La vista es el sentido más valorado para el 90% de los españoles. Sin embargo, no se suelen cuidar los ojos a conciencia para conservar su función. Existen hábitos y sencillos ejercicios que pueden alargar su buena salud y evitar afecciones comunes, como el ojo seco, las infecciones, las bolsas, la vista cansada…

Desobstruir la glándula lagrimal

La disfunción de las glándulas de meibomio –los puntitos del extremo interior del borde parpebral– es la principal causa del ojo seco, así como las costritas o suciedad que se acumula en las pestañas son causa de inflamación ocular
o conjuntivitis.

Esta rutina de higiene palpebral mejora y evita estos problemas:

  1. Aplicar calor sobre la superficie palpebral con un paño húmedo calentado en el microondas (40-45 oC) entre 5 y 10 minutos, para que la grasa que obstruye los conductos lagrimales se licue.
  2. Con algodón mojado en una solución salina (monodosis) a la que se echan unas gotas de champú para bebé, se frota los bordes inferior y superior del párpado, en la base de las pestañas, para desobstruirlos.
  3. Masajear el párpado, con una presión progresiva y de fuera adentro, a fin de exprimir las glándulas del interior.
  4. Lavar los ojos con un chorro de solución salina o con el lavado descrito a continuación.

Lavado ocular, una práctica saludable

El lavado de ojos puede convertirse en una forma sana de cuidar diariamente los ojos. Para ello, hay que adquirir una bañera ocular en la farmacia, abrir los ojos unos segundos dentro de la solución salina (monodosis) y parpadear un poco.

Luego se secan los ojos y se aprovecha para limpiar los párpados y la base de las pestañas. Se recomienda hacerlo por la mañana y en los momentos del día en que se sientan los ojos irritados. Así se limpia la superficie ocular
y se previenen la inflamación y el cansancio.

Patatas para eliminar las bolsas de los ojos

Si se forman bolsas bajo los ojos, se pone una patata rallada en dos gasas, se enfría en la nevera y se aplica sobre los párpados 10 o 15 minutos. Los ojos descansan y las bolsas desaparecen. El resto lo hará un sueño reparador.

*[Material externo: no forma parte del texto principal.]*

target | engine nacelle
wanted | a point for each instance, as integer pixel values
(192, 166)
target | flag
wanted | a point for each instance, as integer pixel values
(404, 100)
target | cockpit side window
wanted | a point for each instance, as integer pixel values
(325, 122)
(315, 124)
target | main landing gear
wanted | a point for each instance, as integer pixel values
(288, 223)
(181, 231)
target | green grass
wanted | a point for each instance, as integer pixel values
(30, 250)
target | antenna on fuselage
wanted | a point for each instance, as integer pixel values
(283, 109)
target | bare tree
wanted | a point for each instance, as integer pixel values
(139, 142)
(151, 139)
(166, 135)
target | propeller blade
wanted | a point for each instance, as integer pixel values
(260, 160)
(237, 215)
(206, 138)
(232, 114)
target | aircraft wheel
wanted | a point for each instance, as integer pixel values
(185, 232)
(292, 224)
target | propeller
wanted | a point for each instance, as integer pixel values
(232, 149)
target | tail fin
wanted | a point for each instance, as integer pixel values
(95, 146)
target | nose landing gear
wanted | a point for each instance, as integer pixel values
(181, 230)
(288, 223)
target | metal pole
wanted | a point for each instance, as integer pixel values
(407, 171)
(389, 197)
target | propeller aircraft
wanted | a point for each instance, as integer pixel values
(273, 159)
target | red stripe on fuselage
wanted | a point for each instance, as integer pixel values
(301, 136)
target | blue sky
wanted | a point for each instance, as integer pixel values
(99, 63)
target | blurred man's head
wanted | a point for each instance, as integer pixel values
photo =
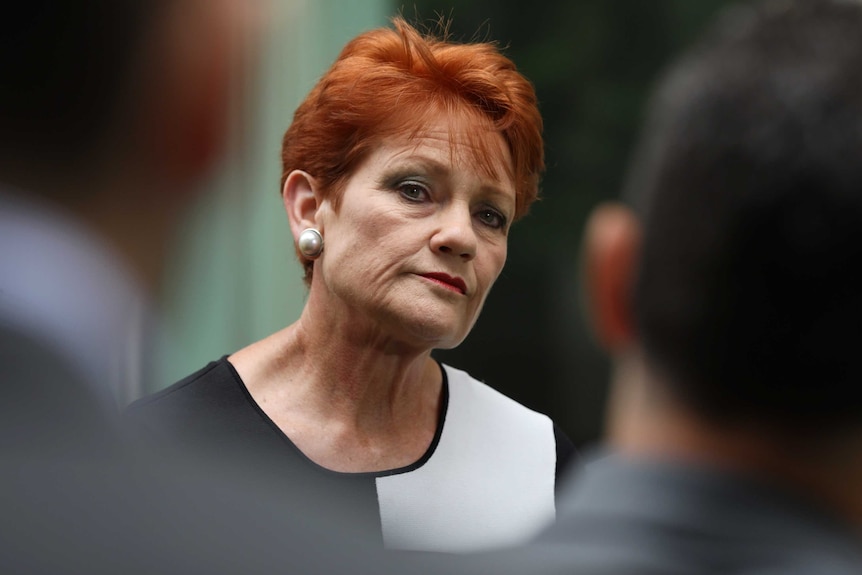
(748, 184)
(117, 109)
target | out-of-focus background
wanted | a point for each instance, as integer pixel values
(234, 277)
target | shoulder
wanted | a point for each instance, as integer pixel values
(210, 379)
(476, 404)
(480, 406)
(205, 399)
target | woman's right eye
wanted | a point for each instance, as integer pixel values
(413, 191)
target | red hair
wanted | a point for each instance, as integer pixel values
(393, 82)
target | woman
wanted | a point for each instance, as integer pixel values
(403, 171)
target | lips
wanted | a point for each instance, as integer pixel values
(445, 280)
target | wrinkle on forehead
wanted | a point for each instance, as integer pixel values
(471, 137)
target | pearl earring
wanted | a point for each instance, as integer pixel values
(310, 243)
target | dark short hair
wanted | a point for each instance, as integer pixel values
(748, 297)
(64, 67)
(389, 82)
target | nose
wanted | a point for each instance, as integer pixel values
(455, 234)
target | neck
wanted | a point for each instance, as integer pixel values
(646, 421)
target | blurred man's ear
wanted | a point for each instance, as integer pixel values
(610, 255)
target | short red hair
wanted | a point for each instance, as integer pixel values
(392, 82)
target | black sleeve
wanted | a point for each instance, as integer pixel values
(567, 455)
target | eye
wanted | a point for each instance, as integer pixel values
(491, 218)
(413, 191)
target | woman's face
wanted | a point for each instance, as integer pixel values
(419, 238)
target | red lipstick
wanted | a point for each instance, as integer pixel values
(445, 280)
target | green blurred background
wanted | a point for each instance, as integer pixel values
(234, 277)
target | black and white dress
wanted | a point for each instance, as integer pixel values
(487, 480)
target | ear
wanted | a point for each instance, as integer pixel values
(299, 195)
(610, 254)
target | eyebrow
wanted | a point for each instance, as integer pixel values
(401, 168)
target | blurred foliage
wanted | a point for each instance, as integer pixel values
(593, 63)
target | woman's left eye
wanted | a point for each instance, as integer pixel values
(413, 191)
(491, 218)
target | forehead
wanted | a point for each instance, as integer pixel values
(457, 142)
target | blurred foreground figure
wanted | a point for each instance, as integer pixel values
(112, 113)
(731, 303)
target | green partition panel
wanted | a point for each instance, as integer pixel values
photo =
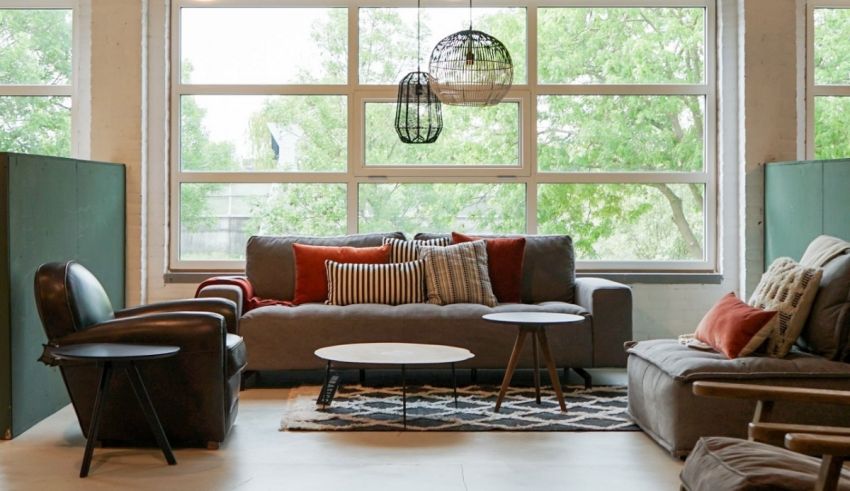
(53, 209)
(804, 199)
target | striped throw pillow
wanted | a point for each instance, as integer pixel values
(408, 250)
(458, 274)
(390, 284)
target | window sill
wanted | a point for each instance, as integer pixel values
(195, 277)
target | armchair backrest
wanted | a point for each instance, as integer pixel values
(69, 299)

Parpadear para descansar la vista en el trabajo

Descansa cada hora levantándote para ir al baño o beber algo. Si no puedes, simplemente cierra los ojos un rato y parpadea exageradamente un momento. Cada 15 minutos conviene, además, mirar por la ventana hacia un lugar lo más lejano posible.

La clave para que los ojos se cansen menos es realizar las tareas con el máximo de relajación.

Vigilar la iluminación

Evita la luz directa del sol o artificial y usa lámparas que den luz indirecta, con bombillas de calidad. El parpadeo de los fluorescentes fatiga la vista. Se aconseja usar fluorescentes de luz de día, con un sistema de incremento de frecuencia de parpadeo (como quicktronic de osram).

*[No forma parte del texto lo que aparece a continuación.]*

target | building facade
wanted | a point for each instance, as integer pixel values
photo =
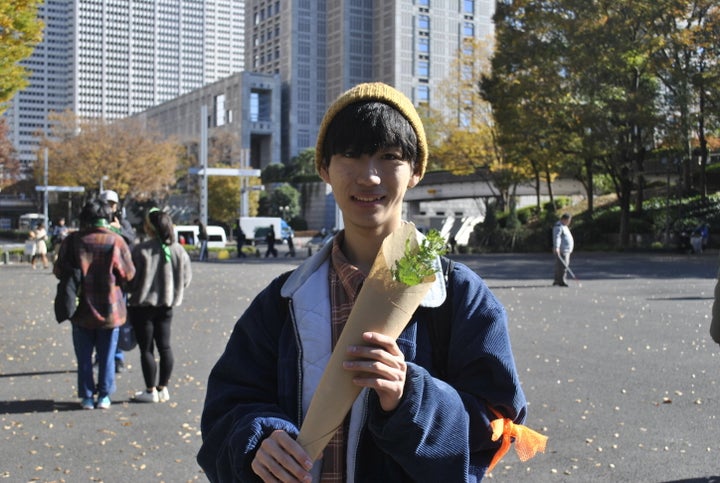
(246, 104)
(111, 59)
(320, 48)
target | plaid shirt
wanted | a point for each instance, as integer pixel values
(345, 283)
(106, 264)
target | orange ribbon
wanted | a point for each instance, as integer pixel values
(527, 441)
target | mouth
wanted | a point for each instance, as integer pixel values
(367, 198)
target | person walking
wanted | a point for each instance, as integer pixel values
(59, 233)
(291, 246)
(41, 246)
(270, 240)
(414, 420)
(563, 245)
(105, 261)
(202, 238)
(240, 239)
(120, 225)
(163, 273)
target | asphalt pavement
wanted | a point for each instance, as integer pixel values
(619, 371)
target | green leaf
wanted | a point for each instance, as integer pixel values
(417, 265)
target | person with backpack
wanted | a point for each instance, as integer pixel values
(163, 273)
(419, 416)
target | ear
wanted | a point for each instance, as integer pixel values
(324, 174)
(414, 180)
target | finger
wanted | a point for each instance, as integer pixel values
(281, 458)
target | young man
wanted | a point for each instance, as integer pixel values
(408, 424)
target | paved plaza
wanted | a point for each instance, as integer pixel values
(619, 371)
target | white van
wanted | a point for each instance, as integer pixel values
(189, 233)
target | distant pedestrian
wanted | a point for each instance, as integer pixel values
(291, 246)
(240, 239)
(163, 273)
(105, 262)
(59, 233)
(563, 245)
(120, 225)
(270, 239)
(202, 240)
(41, 246)
(453, 243)
(30, 248)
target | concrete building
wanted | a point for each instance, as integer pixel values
(113, 58)
(245, 104)
(321, 48)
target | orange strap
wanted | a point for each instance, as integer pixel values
(527, 441)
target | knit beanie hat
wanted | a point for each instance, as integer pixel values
(379, 92)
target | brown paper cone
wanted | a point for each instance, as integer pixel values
(383, 305)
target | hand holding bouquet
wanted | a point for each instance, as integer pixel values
(399, 279)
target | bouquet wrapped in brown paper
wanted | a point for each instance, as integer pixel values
(385, 305)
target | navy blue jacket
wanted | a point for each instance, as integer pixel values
(439, 432)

Una buena iluminación ha de ser más o menos homogénea, sin zonas muy luminosas junto a otras oscuras: eso obliga a los ojos a adaptarse continuamente.

Ajustar la pantalla

No ahorres en la pantalla y compra una buena aunque tenga que ser más pequeña. Sebe ser LCD, con una tasa de refresco alta, y ha de colocarse a una distancia mínima aproximada de tu brazo estirado, a la altura de los ojos.

Usa un brillo similar a la iluminación. Si la pantalla deslumbra cuando la miras por detrás es que está demasiado fuerte. en los portátiles baratos se suele sacrificar la calidad de pantalla y tarjeta gráfica. No convienen los de gama muy baja.

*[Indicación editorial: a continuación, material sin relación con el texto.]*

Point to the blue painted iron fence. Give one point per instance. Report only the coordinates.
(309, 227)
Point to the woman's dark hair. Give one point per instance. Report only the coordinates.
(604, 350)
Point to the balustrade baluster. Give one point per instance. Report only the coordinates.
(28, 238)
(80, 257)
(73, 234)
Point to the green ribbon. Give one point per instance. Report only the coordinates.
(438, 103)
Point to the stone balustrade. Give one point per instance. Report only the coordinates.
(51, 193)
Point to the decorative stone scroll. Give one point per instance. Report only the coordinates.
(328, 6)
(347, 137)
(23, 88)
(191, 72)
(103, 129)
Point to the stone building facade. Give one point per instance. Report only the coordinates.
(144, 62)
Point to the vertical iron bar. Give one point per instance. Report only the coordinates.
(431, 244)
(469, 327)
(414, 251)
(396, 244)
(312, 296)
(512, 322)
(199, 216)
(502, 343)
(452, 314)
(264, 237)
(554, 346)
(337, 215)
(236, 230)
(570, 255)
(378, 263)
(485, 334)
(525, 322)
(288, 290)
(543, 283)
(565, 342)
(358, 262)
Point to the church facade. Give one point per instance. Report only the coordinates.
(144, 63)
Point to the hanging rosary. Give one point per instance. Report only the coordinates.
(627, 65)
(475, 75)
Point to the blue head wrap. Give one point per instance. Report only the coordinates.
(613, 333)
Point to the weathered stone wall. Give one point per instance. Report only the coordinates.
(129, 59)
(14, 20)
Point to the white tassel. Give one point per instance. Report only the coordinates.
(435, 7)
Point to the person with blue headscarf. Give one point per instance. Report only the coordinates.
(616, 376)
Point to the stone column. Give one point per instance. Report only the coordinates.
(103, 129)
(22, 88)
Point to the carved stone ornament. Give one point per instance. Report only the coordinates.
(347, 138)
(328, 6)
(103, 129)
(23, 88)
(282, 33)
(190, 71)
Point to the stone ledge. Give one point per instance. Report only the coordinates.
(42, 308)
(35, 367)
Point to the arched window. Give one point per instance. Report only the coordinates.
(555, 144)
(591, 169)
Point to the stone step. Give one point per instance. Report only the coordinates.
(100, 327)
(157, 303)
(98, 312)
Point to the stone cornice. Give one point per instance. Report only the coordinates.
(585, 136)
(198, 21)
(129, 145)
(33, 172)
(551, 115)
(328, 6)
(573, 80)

Al copiar texto o datos, cuanta menos distancia haya entre papel y pantalla, o entre libro y papel, mejor para evitar enfocar-desenfocar continuamente.

Aumentar la humedad

En las oficinas la sequedad del ambiente (por el aire acondicionado o la calefacción) es un problema importante para ojos, oídos y fosas nasales. Se puede compensar echándose agua al ir al baño o colirio de manzanilla o eufrasiacada 2 horas.

En casa, lo ideal es poner un humidificador, que evitará la sequedad ocular y reducirá el cansancio visual.